Many drug companies have charged jaw-dropping prices for revolutionary new medicines in recent years, including one gene therapy from Novartis that costs $2.1 million for a one-time treatment for a rare inherited disease. But Skorney, the Baird analyst, said that Biogen may have “poked a sleeping bear” by charging $56,000 for Aduhelm amid widespread skepticism that it works.
The price tag, he said, could lead Congress to pursue drug-pricing reforms, including seeking authority to negotiate the costs of medicines on behalf of the government-funded Medicare program, whose beneficiaries make up the bulk of patients with Alzheimer’s.
Senators Elizabeth Warren, Democrat of Massachusetts, and Bill Cassidy, Republican of Louisiana, this week called on Congress to investigate the implications of Aduhelm on the federal budget. Analysts have predicted that Medicare and its enrollees, who pay a share of their prescription drug costs, will spend anywhere from $5.8 billion to $29 billion on the drug annually, which could be more than what the federal government spends on some entire agencies.
Biogen and its Japanese business partner, Eisai, said in a news release Wednesday that they expect to market the drug to 1 million to 2 million Americans who have mild cognitive impairment, although the FDA drug label doesn’t limit it to those patients.
Biogen also said it was working with the Connecticut-based insurer Cigna and the Veterans Health Administration on “innovative access agreements” for patients that those organizations serve, but Biogen hasn’t provided details. A spokesman for the Veterans Health Administration said Friday he couldn’t immediately provide any information.

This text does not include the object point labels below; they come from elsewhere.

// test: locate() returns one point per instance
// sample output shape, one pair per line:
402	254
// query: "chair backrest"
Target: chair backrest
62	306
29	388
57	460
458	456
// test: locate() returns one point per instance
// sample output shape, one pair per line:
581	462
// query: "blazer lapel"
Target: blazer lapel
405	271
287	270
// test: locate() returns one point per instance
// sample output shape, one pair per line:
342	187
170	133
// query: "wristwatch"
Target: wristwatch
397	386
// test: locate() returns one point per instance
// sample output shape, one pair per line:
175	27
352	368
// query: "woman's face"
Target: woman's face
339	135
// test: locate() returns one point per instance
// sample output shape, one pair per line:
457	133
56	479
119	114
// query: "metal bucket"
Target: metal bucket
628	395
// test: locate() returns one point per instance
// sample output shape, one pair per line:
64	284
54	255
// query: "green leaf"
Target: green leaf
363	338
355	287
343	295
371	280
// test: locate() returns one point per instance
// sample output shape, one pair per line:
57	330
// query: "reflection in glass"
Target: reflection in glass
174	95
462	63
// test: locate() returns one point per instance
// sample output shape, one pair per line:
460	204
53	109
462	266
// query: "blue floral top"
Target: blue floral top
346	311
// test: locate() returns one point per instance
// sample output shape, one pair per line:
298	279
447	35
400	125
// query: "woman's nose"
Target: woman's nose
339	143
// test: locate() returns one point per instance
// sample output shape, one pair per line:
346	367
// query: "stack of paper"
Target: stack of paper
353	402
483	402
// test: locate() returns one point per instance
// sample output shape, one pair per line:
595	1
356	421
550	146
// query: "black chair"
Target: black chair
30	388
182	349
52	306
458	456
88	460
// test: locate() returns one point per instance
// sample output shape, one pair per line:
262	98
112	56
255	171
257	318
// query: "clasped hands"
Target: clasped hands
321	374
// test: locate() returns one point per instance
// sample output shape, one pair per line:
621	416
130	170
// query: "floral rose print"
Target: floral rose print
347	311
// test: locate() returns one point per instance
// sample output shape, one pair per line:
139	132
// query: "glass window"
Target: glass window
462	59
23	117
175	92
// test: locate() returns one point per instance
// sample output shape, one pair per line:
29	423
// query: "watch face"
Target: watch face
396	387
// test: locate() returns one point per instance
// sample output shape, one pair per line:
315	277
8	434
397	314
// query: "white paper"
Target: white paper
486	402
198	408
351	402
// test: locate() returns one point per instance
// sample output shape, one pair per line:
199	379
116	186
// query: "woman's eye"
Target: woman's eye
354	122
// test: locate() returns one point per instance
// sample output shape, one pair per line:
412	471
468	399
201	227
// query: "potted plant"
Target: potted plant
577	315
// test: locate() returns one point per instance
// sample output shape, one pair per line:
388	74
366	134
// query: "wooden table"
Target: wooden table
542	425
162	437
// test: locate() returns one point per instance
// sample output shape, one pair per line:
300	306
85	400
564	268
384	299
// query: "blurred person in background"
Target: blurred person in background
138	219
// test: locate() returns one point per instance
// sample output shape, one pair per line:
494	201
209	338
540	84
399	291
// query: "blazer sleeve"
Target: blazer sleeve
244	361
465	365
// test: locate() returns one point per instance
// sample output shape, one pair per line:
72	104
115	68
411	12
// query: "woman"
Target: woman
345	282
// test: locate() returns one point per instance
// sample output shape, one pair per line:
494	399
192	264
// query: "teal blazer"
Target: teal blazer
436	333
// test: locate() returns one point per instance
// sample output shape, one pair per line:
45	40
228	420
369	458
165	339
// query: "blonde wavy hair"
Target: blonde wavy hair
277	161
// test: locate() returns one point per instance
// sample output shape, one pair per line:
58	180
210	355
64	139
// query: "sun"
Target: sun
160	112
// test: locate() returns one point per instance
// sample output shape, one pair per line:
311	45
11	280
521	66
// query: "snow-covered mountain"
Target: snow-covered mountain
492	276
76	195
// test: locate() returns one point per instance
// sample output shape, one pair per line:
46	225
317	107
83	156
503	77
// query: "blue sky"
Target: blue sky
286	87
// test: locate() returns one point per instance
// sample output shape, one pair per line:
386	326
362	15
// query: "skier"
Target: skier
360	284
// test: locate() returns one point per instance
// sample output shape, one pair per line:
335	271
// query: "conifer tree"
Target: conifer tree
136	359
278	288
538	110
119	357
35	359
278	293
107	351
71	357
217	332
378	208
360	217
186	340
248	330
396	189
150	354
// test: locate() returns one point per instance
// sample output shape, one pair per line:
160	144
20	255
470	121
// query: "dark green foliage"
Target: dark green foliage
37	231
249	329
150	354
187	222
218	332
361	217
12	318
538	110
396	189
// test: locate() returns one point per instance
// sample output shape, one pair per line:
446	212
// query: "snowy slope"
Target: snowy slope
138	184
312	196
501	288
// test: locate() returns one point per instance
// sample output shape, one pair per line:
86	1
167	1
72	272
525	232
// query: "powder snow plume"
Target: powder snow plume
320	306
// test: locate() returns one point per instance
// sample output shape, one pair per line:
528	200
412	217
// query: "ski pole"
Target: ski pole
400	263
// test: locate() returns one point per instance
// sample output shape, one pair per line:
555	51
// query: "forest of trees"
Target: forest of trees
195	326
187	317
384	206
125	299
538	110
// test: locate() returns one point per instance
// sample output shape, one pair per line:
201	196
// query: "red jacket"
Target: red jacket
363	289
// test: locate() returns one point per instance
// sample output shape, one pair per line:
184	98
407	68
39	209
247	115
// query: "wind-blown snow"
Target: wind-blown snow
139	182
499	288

Cigna did not respond to inquiries.
Michael Sherman, the chief medical officer for Point32Health, the insurance company formed by the recent merger of Tufts Health Plan and Harvard Pilgrim Health Care, agreed that the pricing of Aduhelm could fuel longstanding calls for the government to limit drug prices, anathema to the pharmaceutical industry.
His company, the second-largest health insurer in Massachusetts, is carefully weighing whether to cover Aduhelm because it is so expensive and experts whom Point32Health consulted have “uniformly ... been negative about their belief in the efficacy of the drug,” Sherman said in an e-mail.
Biogen, Sherman went on, has demonstrated that the current drug approval process “can create a blank check when it approves a drug for which there is no direct competition. That Biogen has chosen to fill it in with an unconscionably large number makes that point in a way that invites a strong regulatory response.”
Even the Alzheimer’s Association, which enlisted celebrities such as Samuel L. Jackson in a public campaign that lobbied the FDA to approve Aduhelm, has broken with Biogen over the price.
Joanne Pike, chief strategy officer for the nonprofit association, said Thursday that the group recognizes Aduhelm is not a cure but believes it will benefit patients and lead to better drugs.
“The association does not determine drug costs, but we’re adamant that the treatment be affordable and accessible,” she said. “The price as it is today is unacceptable.”